7. Lower the tab on the right side of the lid until the lid snaps into place.
8. Select Close Nest to close the nest bay door and retract the stage.
9. Select Next to proceed to the Run Summary screen.

Review and Start the Run

1. Review the run parameters:
   

   Parameter	Description
   Library	The workflow that prepared the libraries and the library type
   Sequencing Kit	The size and version of the sequencing kit
   Storage	The location where sequencing data are output
   Manifest	The file name of the uploaded run manifest, if applicable
   Cycles	The number of cycles in each read
   Description	An optional description of the run
   Advanced	If applicable, the advanced run settings for the run

2. Review the flow cell, cartridge, and buffer bottle information:
   

   Field	Description
   Lot Number	The number assigned to the batch the consumable was manufactured with
   Expires on	The year, month, and date that the consumable expires
   Serial Number	The unique identifier or all zeros indicating an unscanned barcode
   Part Number	The Element-assigned identifier for the consumable

3. Select Run to start sequencing.
4. [Optional] If you imported run manifests from a USB drive, disconnect the USB drive:
   • In the taskbar, select USB Drive, and then select Eject.
   • Detach the USB drive from the instrument.
5. Process the materials removed from the reagent bay:
   • If you removed a used cartridge and buffer bottle, follow the instructions in Discard the Cartridge and Bottle on page 21.
   • If you removed a wash tray, follow the guidelines for wash tray maintenance in the user guide for your instrument. Residual liquid in the wash tray is normal.

Monitor Run Metrics

1. If necessary, select Details to open run details.
2. Monitor run metrics as they appear onscreen. AVITI OS indicates the expected cycle during which metrics appear.—The expected cycles are approximate, and all metrics are estimates. Bases2Fastq generates the final metrics.—
3. Continue monitoring the run as AVITI OS refreshes the metrics.
   • Each cycle refreshes the Q scores, error rates, base compositions, and index metrics.
   • If you are using the Individually Addressable Lanes add-on, AVITI OS displays metrics for each library pool.
   • AVITI OS refreshes the yield and reads metrics after cycle 15 of Read 2:
   • If Read 2 contains no cycles, the refresh occurs after cycle 15 of Read 1.
   • If Read 1 or Read 2 contain < 15 cycles, the refresh occurs when the last cycle of the read starts.
4. When the run is complete, leave all materials in the instrument.
   • To return to the Details view, select History.
   • To access run data, go to your storage location.

Initiate Flexible Start
Flexible start provides the option to initiate a run or recovery wash on one side of the instrument while a run is in progress on the other side. AVITI OS safely pauses the run in progress to enable set up of a run or recovery wash on the adjacent side. For more information on flexible start, see the user guide for your instrument.

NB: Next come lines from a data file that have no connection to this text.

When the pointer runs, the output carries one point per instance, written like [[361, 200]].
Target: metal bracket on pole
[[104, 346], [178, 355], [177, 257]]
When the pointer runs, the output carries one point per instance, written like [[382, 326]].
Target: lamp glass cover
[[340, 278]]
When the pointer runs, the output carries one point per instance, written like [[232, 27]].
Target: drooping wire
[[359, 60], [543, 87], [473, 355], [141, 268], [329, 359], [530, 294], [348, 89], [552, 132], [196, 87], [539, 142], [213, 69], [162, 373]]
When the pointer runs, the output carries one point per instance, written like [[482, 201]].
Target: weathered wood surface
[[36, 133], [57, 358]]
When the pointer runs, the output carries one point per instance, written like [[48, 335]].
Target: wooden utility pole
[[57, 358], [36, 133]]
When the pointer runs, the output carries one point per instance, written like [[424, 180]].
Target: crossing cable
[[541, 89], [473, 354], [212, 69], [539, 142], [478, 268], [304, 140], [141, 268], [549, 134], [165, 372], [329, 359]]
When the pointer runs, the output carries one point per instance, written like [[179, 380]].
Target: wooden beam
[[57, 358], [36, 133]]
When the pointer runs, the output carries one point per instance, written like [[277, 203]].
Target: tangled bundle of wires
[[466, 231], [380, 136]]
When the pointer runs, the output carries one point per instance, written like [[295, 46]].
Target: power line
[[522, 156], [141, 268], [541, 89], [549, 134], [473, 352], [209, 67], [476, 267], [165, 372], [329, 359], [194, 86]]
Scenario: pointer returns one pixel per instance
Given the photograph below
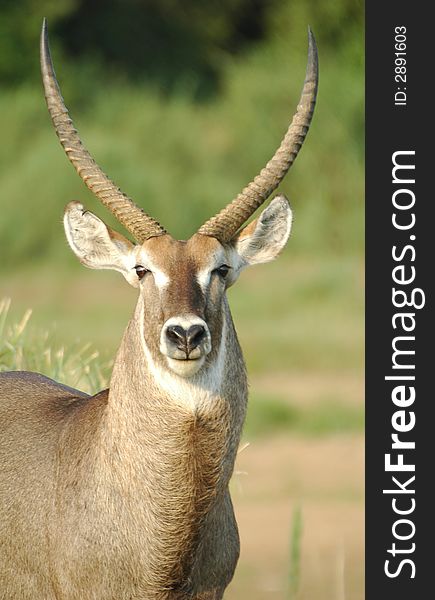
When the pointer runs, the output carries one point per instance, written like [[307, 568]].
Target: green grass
[[267, 415], [25, 348], [295, 554], [182, 161]]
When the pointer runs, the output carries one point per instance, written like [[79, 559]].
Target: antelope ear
[[263, 239], [96, 245]]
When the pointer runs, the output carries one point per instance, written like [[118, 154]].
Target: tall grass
[[295, 554], [23, 348], [182, 161]]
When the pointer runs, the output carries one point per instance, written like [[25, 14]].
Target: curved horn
[[133, 218], [228, 221]]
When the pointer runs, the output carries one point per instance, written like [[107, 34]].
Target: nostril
[[177, 335], [195, 334]]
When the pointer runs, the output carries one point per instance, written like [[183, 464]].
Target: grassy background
[[299, 319]]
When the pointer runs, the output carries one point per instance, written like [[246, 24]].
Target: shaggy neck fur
[[172, 443]]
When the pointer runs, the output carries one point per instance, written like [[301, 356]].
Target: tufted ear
[[263, 239], [96, 245]]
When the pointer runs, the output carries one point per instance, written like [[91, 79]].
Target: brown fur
[[122, 495]]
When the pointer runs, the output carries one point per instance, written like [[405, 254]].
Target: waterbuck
[[124, 495]]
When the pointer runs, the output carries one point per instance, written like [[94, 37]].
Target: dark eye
[[222, 271], [141, 271]]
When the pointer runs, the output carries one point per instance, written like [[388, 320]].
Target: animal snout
[[186, 339]]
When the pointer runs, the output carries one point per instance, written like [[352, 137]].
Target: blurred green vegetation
[[180, 157], [182, 103]]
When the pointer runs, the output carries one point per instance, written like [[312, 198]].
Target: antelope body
[[124, 495]]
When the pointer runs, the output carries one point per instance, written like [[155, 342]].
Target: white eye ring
[[141, 271], [222, 271]]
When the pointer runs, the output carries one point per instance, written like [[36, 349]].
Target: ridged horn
[[133, 218], [228, 221]]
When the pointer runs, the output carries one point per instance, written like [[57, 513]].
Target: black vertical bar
[[399, 119]]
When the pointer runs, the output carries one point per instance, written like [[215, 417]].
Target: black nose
[[186, 339]]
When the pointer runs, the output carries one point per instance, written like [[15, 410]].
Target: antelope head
[[182, 283]]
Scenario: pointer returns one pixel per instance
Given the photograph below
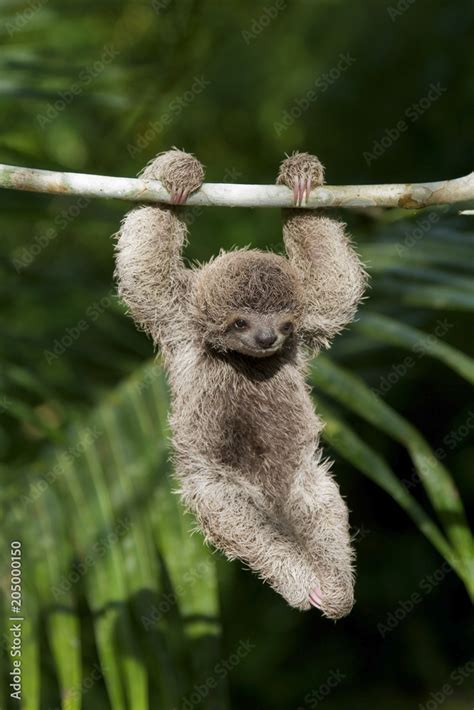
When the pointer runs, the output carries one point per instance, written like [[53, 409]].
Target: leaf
[[351, 447], [106, 517], [444, 496], [391, 331]]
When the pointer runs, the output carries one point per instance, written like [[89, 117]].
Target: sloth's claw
[[179, 196], [315, 598]]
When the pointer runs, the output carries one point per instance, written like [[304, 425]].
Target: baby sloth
[[235, 335]]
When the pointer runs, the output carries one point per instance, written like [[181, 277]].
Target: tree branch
[[408, 196]]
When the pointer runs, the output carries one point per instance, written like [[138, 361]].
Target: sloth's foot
[[180, 173], [335, 599], [301, 172], [315, 598]]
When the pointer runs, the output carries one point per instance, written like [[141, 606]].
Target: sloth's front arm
[[152, 279], [320, 250]]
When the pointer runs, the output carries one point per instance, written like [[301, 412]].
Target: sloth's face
[[257, 334]]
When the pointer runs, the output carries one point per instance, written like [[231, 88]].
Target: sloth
[[236, 335]]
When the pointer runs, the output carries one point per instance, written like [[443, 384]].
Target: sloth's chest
[[266, 428]]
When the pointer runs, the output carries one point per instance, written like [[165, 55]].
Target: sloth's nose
[[265, 338]]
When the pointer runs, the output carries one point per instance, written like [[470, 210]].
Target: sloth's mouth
[[259, 352]]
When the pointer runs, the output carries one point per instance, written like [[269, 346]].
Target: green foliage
[[100, 87]]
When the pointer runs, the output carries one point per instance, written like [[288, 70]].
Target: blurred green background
[[122, 607]]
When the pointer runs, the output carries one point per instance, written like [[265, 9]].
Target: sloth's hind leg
[[232, 516], [319, 517]]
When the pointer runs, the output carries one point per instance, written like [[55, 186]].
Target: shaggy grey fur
[[245, 436]]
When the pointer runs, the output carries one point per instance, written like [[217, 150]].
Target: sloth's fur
[[245, 435]]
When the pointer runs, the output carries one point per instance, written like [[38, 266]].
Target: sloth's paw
[[301, 172], [334, 599], [181, 173], [315, 598]]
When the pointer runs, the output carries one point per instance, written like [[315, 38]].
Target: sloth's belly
[[263, 429]]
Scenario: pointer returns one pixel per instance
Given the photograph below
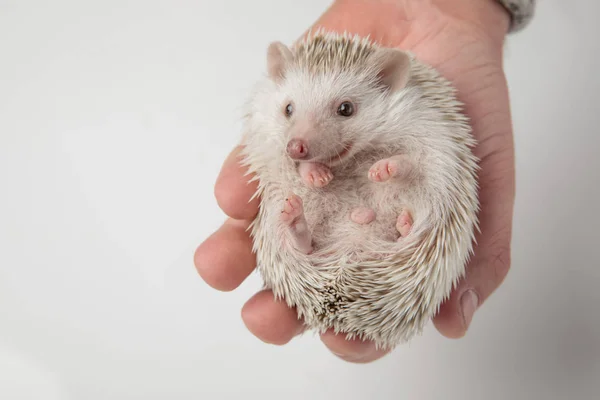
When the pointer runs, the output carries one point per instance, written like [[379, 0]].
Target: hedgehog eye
[[346, 109], [289, 109]]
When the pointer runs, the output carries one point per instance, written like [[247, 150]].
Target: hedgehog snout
[[297, 149]]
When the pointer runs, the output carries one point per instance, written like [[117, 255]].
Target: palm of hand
[[472, 59]]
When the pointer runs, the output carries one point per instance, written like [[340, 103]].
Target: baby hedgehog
[[367, 184]]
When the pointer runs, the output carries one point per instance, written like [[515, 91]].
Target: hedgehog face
[[325, 111]]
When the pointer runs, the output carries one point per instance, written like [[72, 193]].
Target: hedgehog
[[368, 185]]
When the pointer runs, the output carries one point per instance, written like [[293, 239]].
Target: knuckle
[[500, 258]]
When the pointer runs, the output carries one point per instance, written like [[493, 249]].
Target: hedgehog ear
[[394, 68], [278, 57]]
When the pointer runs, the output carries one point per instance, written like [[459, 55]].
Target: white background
[[115, 118]]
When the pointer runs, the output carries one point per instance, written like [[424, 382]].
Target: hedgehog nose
[[297, 149]]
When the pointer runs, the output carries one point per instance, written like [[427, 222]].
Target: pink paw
[[404, 223], [292, 209], [315, 174], [362, 215], [383, 170]]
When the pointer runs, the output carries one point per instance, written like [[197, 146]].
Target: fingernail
[[468, 303]]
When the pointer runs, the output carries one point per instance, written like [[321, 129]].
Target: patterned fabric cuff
[[521, 12]]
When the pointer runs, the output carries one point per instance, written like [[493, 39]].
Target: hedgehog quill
[[368, 186]]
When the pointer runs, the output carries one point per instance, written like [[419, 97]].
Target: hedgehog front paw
[[293, 216], [383, 170], [404, 224], [315, 174]]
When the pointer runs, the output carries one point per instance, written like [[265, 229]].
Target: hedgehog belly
[[328, 213]]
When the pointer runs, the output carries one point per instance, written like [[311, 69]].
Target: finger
[[491, 262], [233, 189], [355, 350], [270, 320], [225, 259]]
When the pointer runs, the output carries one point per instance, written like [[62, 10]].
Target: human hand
[[463, 39]]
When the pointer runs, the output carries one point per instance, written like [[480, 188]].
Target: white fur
[[360, 280]]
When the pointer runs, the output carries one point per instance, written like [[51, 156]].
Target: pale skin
[[464, 40]]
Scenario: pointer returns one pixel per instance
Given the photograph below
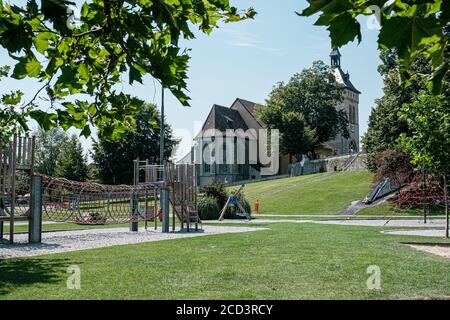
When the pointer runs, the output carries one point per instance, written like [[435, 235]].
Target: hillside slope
[[323, 193]]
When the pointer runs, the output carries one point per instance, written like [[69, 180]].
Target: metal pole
[[446, 206], [164, 193], [35, 224], [134, 221]]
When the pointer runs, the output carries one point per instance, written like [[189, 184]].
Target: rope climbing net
[[93, 203]]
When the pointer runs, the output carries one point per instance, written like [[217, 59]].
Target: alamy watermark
[[374, 280], [74, 279], [239, 147]]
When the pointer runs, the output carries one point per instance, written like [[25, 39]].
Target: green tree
[[48, 147], [71, 162], [385, 124], [428, 119], [413, 28], [88, 56], [297, 138], [304, 109], [114, 159]]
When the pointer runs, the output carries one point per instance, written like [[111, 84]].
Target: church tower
[[340, 145]]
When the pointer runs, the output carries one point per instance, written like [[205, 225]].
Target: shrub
[[232, 211], [393, 164], [208, 208], [216, 191]]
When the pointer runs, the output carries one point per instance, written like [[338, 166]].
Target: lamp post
[[164, 195]]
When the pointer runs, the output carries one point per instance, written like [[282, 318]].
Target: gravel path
[[65, 241], [439, 250]]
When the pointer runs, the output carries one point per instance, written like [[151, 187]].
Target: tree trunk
[[424, 206], [446, 206]]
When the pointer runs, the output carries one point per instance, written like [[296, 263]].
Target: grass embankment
[[322, 193], [388, 209]]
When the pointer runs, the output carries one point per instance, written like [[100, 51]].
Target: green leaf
[[27, 66], [435, 84], [409, 34], [41, 41]]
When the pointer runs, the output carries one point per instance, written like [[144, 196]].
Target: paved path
[[423, 233], [64, 241]]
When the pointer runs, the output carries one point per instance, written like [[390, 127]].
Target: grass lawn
[[290, 261], [387, 209], [312, 194]]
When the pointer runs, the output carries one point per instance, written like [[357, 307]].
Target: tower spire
[[335, 56]]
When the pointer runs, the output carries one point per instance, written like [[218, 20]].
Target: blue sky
[[245, 59]]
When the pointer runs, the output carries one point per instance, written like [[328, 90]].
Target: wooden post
[[134, 221], [35, 224], [12, 165], [423, 194], [446, 206]]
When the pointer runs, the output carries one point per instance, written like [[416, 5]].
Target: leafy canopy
[[72, 163], [89, 55], [412, 27], [428, 118]]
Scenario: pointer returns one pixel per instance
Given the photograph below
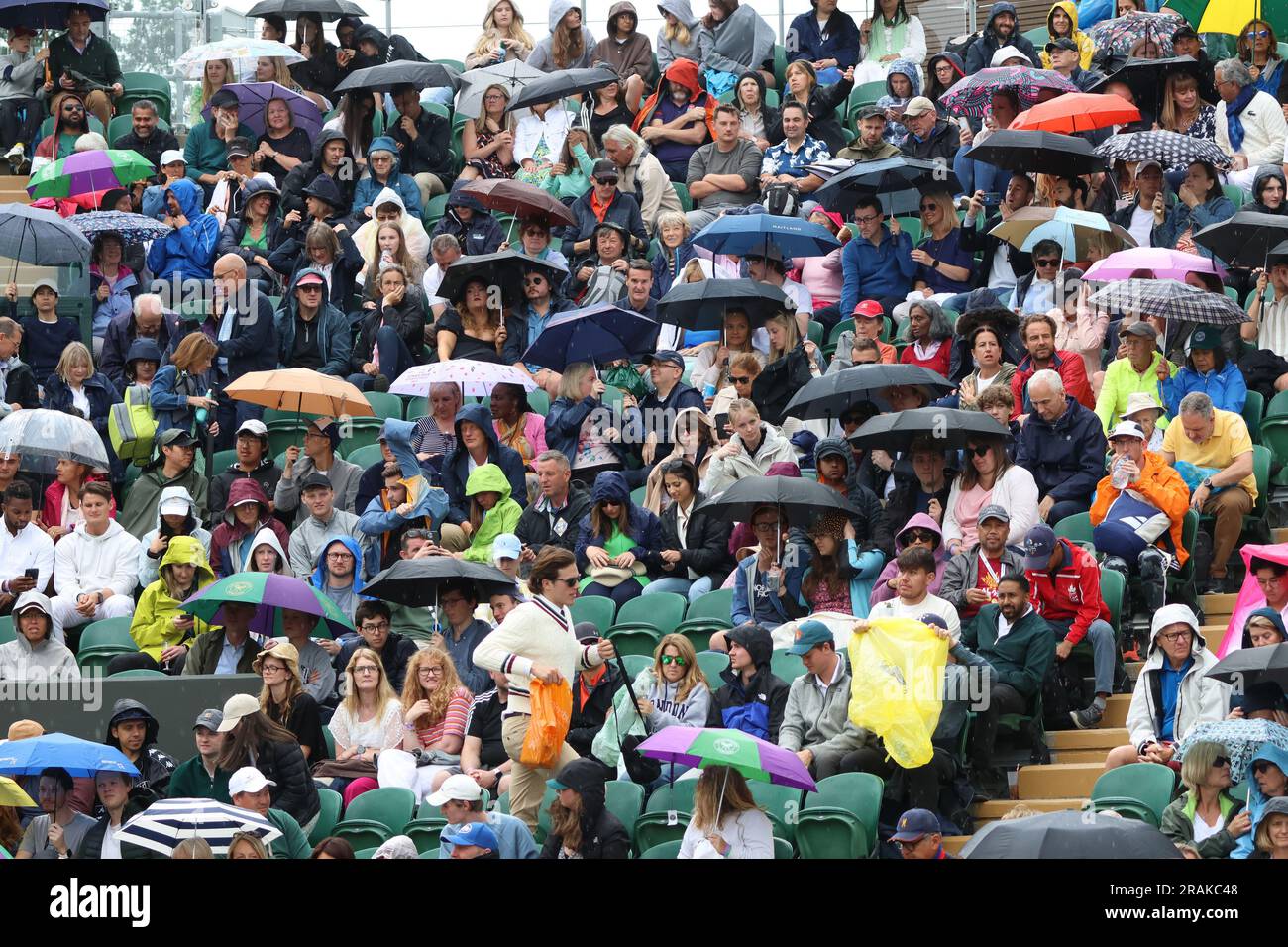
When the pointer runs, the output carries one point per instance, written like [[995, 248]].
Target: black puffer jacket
[[601, 832]]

1. On the Home screen, select New Run.
2. When prompted to request flexible start and pause the active run, select New Run. See the following table for estimated wait times to pause.
   

   Step	Estimated Wait Time to Pause*
   Amplification	2 hours
   Index 1, Index 2, Read 1, or Read 2	A few minutes
   Turn	30 minutes
   Wash	1 hour

   * Estimates are for 2 x 75 and 2 x 150 runs with Cloudbreak chemistry. For 2 x 300 runs, the wait time for a pause at the amplification step can exceed 2 hours.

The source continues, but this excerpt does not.